L’ego du reprenant : porter une ceinture qu’on ne mérite plus ?

Quand on a déjà pratiqué le judo plus jeune et qu’on reprend après une longue pause, il y a une question qui se pose vite, parfois avant même le premier cours : qu’est-ce qu’on fait de son ancienne ceinture ?

La remettre, c’est afficher un grade qu’on n’a peut-être plus le niveau de porter. Repartir en blanche, c’est nier un parcours bien réel.

En bref dans cet article:

Remettre une ancienne ceinture après 20-30 ans d’arrêt crée un malaise, on porte une couleur que le corps ne confirme plus dans l’instant.
Ce décalage n’est pas un défaut de légitimité, c’est un décalage de timing : le grade est en avance sur le corps, le temps que les réflexes reviennent.
« Mériter sa ceinture » mélange deux choses : la légitimité technique (acquise, elle ne s’efface pas) et la légitimité de parcours (qui se regagne en quelques séances sur le tatami).
Se faire projeter par plus jeune ou moins gradé ne remet pas la ceinture en cause : la couleur mesure l’expérience et le travail technique, pas la forme physique d’un soir.
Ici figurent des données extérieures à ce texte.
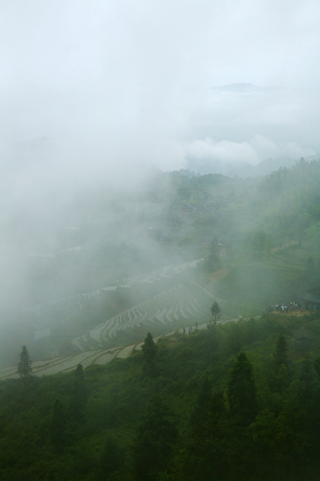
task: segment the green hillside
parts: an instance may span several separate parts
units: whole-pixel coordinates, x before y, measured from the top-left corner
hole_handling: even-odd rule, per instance
[[[0,479],[319,479],[318,314],[151,339],[105,366],[2,381]]]

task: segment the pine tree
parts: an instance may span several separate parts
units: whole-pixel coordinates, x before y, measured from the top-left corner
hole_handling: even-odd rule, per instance
[[[151,399],[132,446],[134,473],[139,481],[153,481],[165,471],[178,431],[168,408],[158,396]]]
[[[82,364],[75,371],[73,392],[70,403],[70,418],[75,421],[82,421],[85,417],[88,389]]]
[[[221,308],[217,301],[215,301],[210,307],[211,313],[214,318],[215,323],[220,318]]]
[[[61,453],[65,442],[65,416],[60,399],[56,399],[51,418],[51,444],[54,451]]]
[[[32,372],[32,361],[29,352],[25,346],[23,346],[23,349],[20,354],[20,361],[18,363],[17,373],[22,378],[29,377]]]
[[[231,416],[241,424],[250,424],[257,412],[253,368],[244,352],[234,363],[226,391]]]
[[[288,344],[283,335],[279,336],[276,342],[276,351],[274,353],[274,362],[270,376],[270,387],[276,392],[281,393],[290,383],[289,359],[288,357]]]
[[[155,375],[157,346],[155,344],[153,337],[151,332],[148,332],[146,337],[144,339],[144,343],[142,345],[142,353],[143,356],[143,373],[150,376]]]

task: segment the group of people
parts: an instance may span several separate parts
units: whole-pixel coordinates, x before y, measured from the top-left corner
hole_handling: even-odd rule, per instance
[[[297,304],[296,302],[288,302],[286,304],[284,303],[282,304],[273,304],[272,306],[269,306],[267,311],[269,312],[279,312],[281,314],[290,314],[292,312],[294,312],[296,314],[296,311],[299,311],[299,309],[301,310],[301,304]]]
[[[198,321],[196,323],[196,327],[194,328],[194,330],[196,330],[196,329],[198,329]],[[192,325],[191,325],[189,327],[188,334],[192,334],[193,332],[193,327],[192,327]],[[182,329],[182,334],[186,334],[186,327],[184,327]]]

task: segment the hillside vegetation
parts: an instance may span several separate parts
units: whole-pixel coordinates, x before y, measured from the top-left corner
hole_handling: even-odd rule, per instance
[[[319,479],[320,318],[265,315],[0,384],[0,479]]]

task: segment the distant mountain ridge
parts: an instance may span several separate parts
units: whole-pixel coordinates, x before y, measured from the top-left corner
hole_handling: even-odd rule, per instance
[[[305,157],[307,162],[320,158],[320,154]],[[226,177],[259,177],[260,175],[267,175],[274,170],[279,170],[280,168],[286,167],[290,168],[295,165],[298,159],[293,157],[276,157],[274,158],[269,157],[261,161],[256,165],[251,165],[250,163],[226,163],[222,161],[202,159],[201,163],[198,161],[196,163],[193,159],[188,159],[188,168],[189,170],[199,173],[201,175],[205,174],[222,174]]]

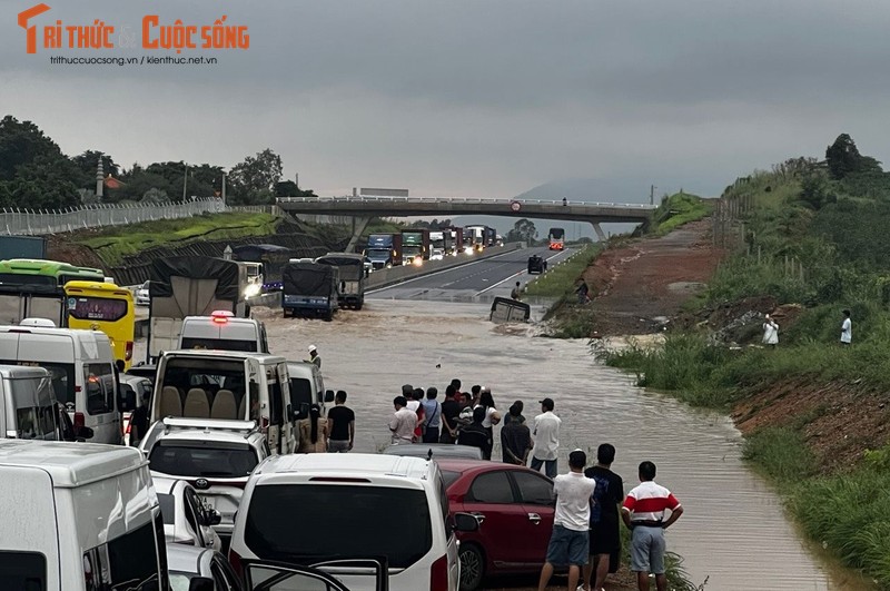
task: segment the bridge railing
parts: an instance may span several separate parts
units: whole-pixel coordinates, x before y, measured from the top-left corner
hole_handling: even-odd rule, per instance
[[[380,197],[372,195],[346,195],[343,197],[278,197],[279,204],[297,204],[297,203],[415,203],[415,204],[491,204],[491,205],[507,205],[511,204],[535,204],[535,205],[565,205],[565,206],[581,206],[581,207],[621,207],[627,209],[656,209],[656,205],[650,204],[615,204],[615,203],[601,203],[601,201],[570,201],[562,199],[503,199],[503,198],[482,198],[482,197]]]

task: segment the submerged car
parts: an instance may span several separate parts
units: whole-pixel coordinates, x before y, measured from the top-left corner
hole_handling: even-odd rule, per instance
[[[528,257],[528,275],[544,273],[547,270],[547,262],[544,257],[532,255]]]

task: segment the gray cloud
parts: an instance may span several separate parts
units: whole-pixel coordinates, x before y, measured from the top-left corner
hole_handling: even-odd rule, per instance
[[[879,159],[888,149],[887,3],[83,0],[51,14],[138,27],[147,12],[226,13],[251,47],[199,52],[212,67],[59,67],[26,56],[8,18],[3,111],[125,165],[231,166],[271,147],[325,193],[511,196],[599,177],[715,194],[841,131]]]

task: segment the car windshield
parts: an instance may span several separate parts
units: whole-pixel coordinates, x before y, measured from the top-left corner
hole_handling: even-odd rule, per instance
[[[454,484],[454,482],[459,477],[461,477],[461,473],[459,472],[453,472],[451,470],[443,470],[442,471],[442,481],[445,483],[445,487],[446,489],[448,486],[451,486],[452,484]]]
[[[174,476],[240,479],[256,467],[257,454],[247,444],[209,447],[161,441],[151,450],[148,462],[152,471]]]
[[[158,503],[160,504],[160,514],[164,516],[165,525],[172,525],[176,523],[176,499],[172,494],[158,493]]]
[[[398,508],[400,519],[380,508]],[[244,535],[264,560],[377,553],[395,569],[414,564],[433,544],[424,491],[370,485],[257,486]]]
[[[191,572],[170,571],[170,589],[172,589],[172,591],[188,591],[191,579],[195,577],[197,577],[197,574]]]

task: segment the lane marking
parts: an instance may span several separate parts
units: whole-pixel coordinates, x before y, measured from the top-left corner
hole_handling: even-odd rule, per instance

C’est une question que je connais bien. À la reprise, j’avais choisi de remettre une ceinture blanche, puis j’ai repassé la jaune.

Et le jour où j’ai renoué ma bleue pour la première fois, devant des judokas qui m’avaient vu débuter quelques mois plus tôt, je me suis fait chambrer au premier salut.

Gentiment, rien de méchant, une remarque sur le fait que j’avais « changé de couleur ». Mais assez pour que le malaise s’installe.

Ce malaise, beaucoup de reprenants le connaissent. On porte une couleur qui raconte qui on était à 15 ans, pas forcément qui on est sur le tatami aujourd’hui.

Et ce décalage, entre le grade et le niveau réel, c’est un des points qui pèsent le plus à la reprise.

Pourquoi la ceinture crée ce malaise

Pour comprendre d’où vient ce décalage, il faut revenir sur ce que représente vraiment une ceinture.

Quand on l’a obtenue jeune, la ceinture suivait le niveau de près. On s’entraînait plusieurs fois par semaine, on enchaînait les compétitions, et le grade montait au rythme du corps et de la technique.

Verte, bleue, marron : chaque couleur correspondait à un moment où on était réellement à ce niveau-là, physiquement et techniquement.

Vingt ou trente ans plus tard, ce lien s’est distendu. La ceinture, elle, n’a pas bougé.

Elle est restée bleue dans un placard, ou sur une attestation.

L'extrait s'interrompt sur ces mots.